Nowe przepisy dotyczące treści w Internecie łamaniem wolności słowa?
Prezes Urzędu Komunikacji Elektronicznej mógłby blokować treści w internecie bez wyroku sądowego. Tak wynika z nowelizacji ustawy o świadczeniu usług elektronicznych, nad którą pracuje Ministerstwo Cyfryzacji.
Zapis skrytykował były szef tego resortu w rządzie Prawa i Sprawiedliwości Janusz Cieszyński, poseł z naszego regionu. Podkreślił, że taki zapis ograniczałby wolność słowa.
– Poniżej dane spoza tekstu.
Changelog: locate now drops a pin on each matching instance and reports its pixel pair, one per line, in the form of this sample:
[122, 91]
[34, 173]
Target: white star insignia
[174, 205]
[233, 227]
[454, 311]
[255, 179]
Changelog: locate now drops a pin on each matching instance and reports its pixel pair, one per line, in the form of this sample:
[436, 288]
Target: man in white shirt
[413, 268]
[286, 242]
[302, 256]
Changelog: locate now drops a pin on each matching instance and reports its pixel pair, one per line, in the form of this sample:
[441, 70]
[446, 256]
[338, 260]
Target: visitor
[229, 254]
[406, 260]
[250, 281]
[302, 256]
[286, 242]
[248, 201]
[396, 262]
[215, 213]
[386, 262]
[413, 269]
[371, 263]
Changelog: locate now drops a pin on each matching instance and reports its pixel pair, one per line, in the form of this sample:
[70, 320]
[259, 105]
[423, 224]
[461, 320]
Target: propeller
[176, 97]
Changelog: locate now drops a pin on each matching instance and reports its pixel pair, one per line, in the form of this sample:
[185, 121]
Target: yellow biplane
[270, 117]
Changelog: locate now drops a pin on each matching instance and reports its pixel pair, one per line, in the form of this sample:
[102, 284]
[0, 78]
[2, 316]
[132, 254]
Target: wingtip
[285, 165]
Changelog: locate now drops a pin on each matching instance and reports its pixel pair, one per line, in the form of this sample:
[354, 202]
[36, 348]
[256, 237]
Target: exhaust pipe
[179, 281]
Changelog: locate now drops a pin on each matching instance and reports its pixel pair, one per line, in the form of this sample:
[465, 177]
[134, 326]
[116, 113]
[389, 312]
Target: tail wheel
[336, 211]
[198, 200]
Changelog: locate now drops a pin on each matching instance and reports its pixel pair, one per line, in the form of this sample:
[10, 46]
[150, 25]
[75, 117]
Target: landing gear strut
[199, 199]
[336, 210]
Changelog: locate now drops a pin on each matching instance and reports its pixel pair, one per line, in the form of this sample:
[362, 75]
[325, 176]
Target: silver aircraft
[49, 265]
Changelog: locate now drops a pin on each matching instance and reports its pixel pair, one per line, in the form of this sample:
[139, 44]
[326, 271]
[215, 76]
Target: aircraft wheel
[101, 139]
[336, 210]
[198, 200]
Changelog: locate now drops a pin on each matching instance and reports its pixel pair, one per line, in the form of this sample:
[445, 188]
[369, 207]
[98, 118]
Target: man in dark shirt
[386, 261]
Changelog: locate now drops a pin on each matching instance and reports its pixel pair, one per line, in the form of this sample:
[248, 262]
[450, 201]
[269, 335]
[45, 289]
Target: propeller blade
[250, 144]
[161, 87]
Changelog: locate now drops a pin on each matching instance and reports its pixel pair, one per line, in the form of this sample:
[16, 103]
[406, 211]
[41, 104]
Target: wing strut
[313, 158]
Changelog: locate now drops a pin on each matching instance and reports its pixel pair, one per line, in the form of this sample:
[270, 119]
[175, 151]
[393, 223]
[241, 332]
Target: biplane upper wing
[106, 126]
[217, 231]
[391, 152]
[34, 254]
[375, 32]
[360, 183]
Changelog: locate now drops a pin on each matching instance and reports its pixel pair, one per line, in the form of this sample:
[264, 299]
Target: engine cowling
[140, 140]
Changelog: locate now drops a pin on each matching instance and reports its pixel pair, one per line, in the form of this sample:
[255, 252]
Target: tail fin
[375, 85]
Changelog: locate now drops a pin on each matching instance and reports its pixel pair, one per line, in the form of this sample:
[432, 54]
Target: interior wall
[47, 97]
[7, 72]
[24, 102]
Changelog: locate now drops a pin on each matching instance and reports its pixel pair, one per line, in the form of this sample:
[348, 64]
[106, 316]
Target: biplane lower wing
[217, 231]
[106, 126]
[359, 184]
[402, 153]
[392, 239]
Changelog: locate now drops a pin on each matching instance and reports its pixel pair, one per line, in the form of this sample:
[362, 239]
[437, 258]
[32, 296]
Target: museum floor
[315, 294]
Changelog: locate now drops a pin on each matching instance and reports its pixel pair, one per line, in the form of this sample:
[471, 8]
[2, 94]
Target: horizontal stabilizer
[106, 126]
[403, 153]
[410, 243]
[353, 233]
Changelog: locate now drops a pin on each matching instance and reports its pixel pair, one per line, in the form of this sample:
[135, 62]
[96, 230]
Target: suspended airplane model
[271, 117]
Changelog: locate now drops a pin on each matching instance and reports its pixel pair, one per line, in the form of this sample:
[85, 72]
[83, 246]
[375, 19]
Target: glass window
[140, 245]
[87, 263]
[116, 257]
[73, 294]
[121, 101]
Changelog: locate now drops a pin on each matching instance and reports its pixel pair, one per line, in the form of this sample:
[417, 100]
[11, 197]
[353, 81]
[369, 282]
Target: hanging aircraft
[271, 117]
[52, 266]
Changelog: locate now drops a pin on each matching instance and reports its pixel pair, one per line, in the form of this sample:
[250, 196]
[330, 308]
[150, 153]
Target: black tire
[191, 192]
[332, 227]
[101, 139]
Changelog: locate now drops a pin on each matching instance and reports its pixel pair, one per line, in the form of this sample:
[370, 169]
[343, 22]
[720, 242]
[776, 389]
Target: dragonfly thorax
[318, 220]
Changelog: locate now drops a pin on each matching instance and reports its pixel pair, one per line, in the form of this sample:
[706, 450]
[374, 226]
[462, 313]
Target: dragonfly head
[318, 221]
Wskazał, że od monitorowania treści w internecie są specjalne służby.
Blokowanie takich kont, o ile nie jest w sposób bezsprzeczny udowodnione, że stoi za nimi jakaś agentura, jest moim zdaniem wylaniem dziecka z kąpielą. Jeżeli są działania nacelowane na uderzenie w polskie państwo, to ABW i inne służby mają do tego odpowiednie instrumenty już teraz przewidziane w swoich ustawach
– powiedział.
Według projektu prezes Urzędu Komunikacji Elektronicznej miałby wskazywać treści, które należy zablokować. Platformy internetowe musiałyby takie zalecenie wykonać natychmiast.